And so he asked the local lord for a hay-filled manger, viz, the trough animals ate from, plus ox and donkey. The lord duly obliged and St Francis brought them to a cave outside town, where he invited the locals to come and contemplate the bleak poverty in which the King of kings was born, because there was no room at the inn, “to see”, as St Francis said, “as much as possible with my bodily eyes the discomfort of his infant needs; how he lay in a manger, and how, with an ox and ass standing by, he was laid upon a bed of hay”.

The spirit of Christmas derives everything from that original installation of the manger in a cave

It was a hit. It trended. It became the meme of memes.
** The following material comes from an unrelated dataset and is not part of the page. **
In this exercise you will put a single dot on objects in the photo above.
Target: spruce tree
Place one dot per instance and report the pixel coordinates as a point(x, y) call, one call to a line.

The people of Greccio and “all those present experienced a new and indescribable joy in the presence of the Christmas scene”. And that, mark you, was a Nativity scene minus baby Jesus. St Francis just showed the manger with actual hay; it took later generations to put the Christ child in the manger, and usually, that only happens on Christmas Day.

Until then, the whole cast is present, but not the baby around whom the drama plays. That attempt to visualise the events in Bethlehem is one of the defining points of Western civilisation. It was then we got the imaginative effort to visualise the birth of Christ which was the spur to the imagination of Europe for the last eight centuries. It’s the origin of the spirit behind our Christmas carols. “Away in a manger, no crib for a bed; the little Lord Jesus laid down his sweet head.” That’s what St Francis conjured up at Greccio in 1223. That’s what your local school Nativity play — if that’s still actually allowed — is all about, the attempt to replicate the old story.

All our Christmases are really a giant act of cultural appropriation, with the difference that the source of it all doesn’t mind a bit. Of course there have always been celebrations of midwinter, Roman or Norse, but the spirit of Christmas derives everything from that original installation of the manger in a cave, to bring home to us that God didn’t just become man; he became a poor baby.

And given the plight of the actual Bethlehem in the latest conflict, the manger in shops, in classrooms, outside churches, tells the story as it was. As it is.